L'espressione "comunicazione istituzionale"
aveva creato conflitti di definizioni rispetto all'uso invalso
dei pubblicitari di considerare con questa espressione soprattutto
la comunicazione di impresa nella sua operatività preliminare
a quella di prodotto, legata cioè all'identity e al sostegno
della dimensione corporate.
Ora, a ben guardare, si potrebbe utilizzare l'espressione
(proposta dal prof. Gregorio Arena, nel quadro di ricerche sostenute
dal CNR sulla materia) di comunicazione di interesse generale
per ridisegnare più o meno lo stesso perimetro già
individuato ma al cui interno si rendono visibili:
- la fonte dei partiti politici
- la fonte associativa e sindacale
- il non profit
- la dimensione di impresa costituita come cultura
dell'efficienza e dello sviluppo e dunque in proposta valoriale
- il quadro istituzionale
- la pubblica amministrazione
- i servizi pubblici.
Visto che la parola "istituzionale" può
ingenerare equivoci, possiamo riprendere la distinzione tra comunicazione
politica, sociale e pubblica per identificare nel primo caso i
partiti, nel secondo i soggetti privati e nel terzo caso l'insieme
delle fonti proprie dell'apparato pubblico.

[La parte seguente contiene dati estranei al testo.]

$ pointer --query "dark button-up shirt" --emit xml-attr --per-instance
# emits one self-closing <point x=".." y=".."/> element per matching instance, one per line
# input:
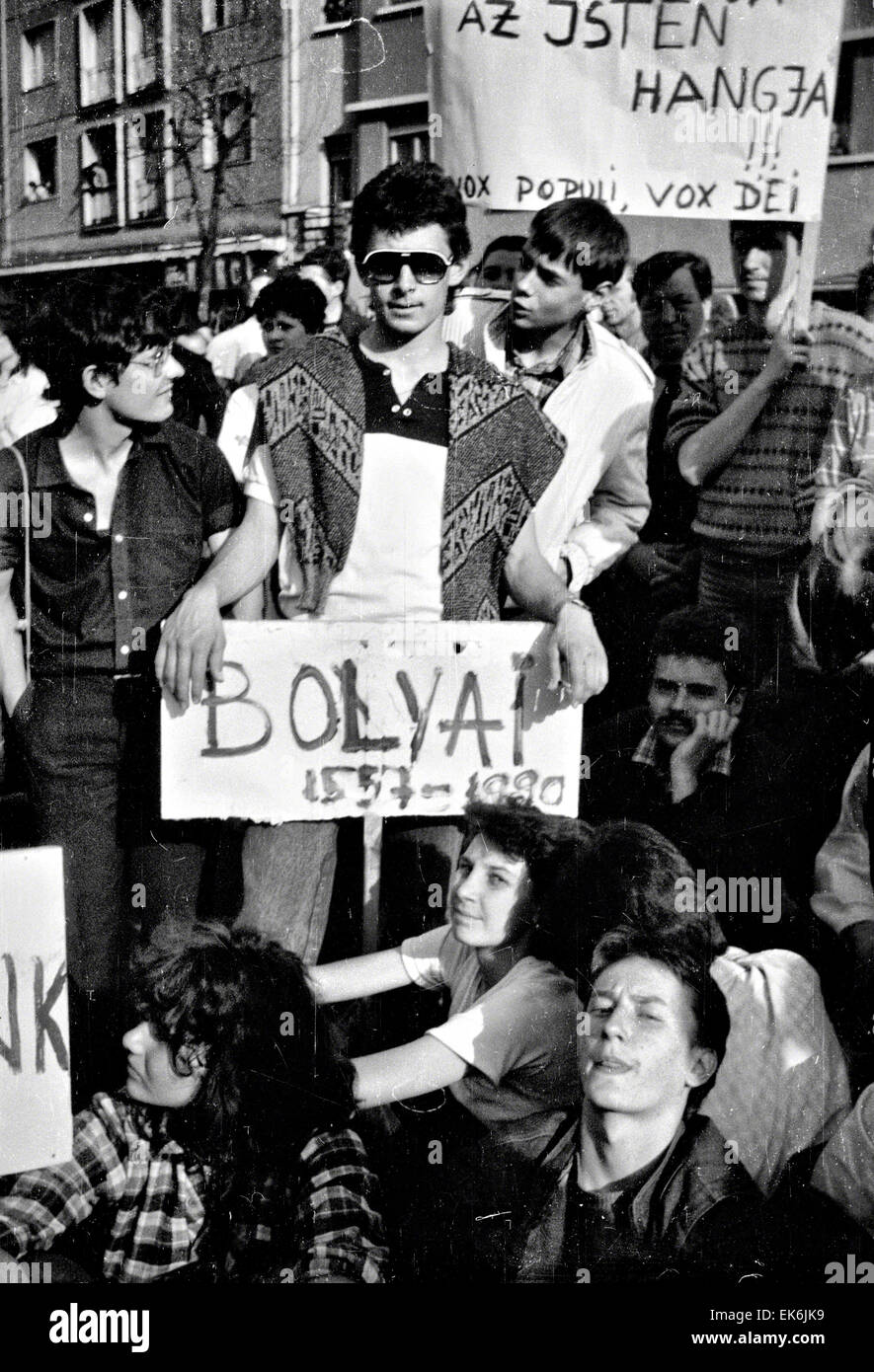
<point x="98" y="593"/>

In questo terzo segmento si distinguono poi tante
linee diverse per natura della comunicazione, responsabilità
della fonte, profilo dei destinatari. La comunicazione diventa
così, a seconda dei casi, parlamentare, governativa, regionale,
dell'ente locale, dell'agenzia promozionale o di servizio, fino
al dettaglio del carattere che imprime la fonte ultima di diffusione.
Così articolata per fonti la comunicazione di interesse
generale si propone come area diversa da chi trasferisce dati,
informazione, opinione e conoscenza in un'ottica di tendenziale
particolarismo - ancorché legittimo e per lo più
di preziosa dialetticità - ovvero per ragioni di interesse
economico-finanziario ovvero ancora connotando lo stesso prodotto
di informazione e di comunicazione come portatore di un valore
aggiunto economico o di requisiti di consolidamento di una negozialità
(credibilità/capacità/influenza) che si sviluppa
prescindendo dalla coerenza con ciò che si chiama "bene
comune o collettivo". Pur potendo anche largamente dimostrarsi
coerente con tale prospettiva.
LE FASI DI SVILUPPO
Ed eccoci in breve alle quattro fasi.
L'uscita dalla lunga notte è datata nella
prima metà degli anni Ottanta, nel quadro di un Paese reattivo
al blocco di prospettiva apparentemente prodotto dagli anni Settanta.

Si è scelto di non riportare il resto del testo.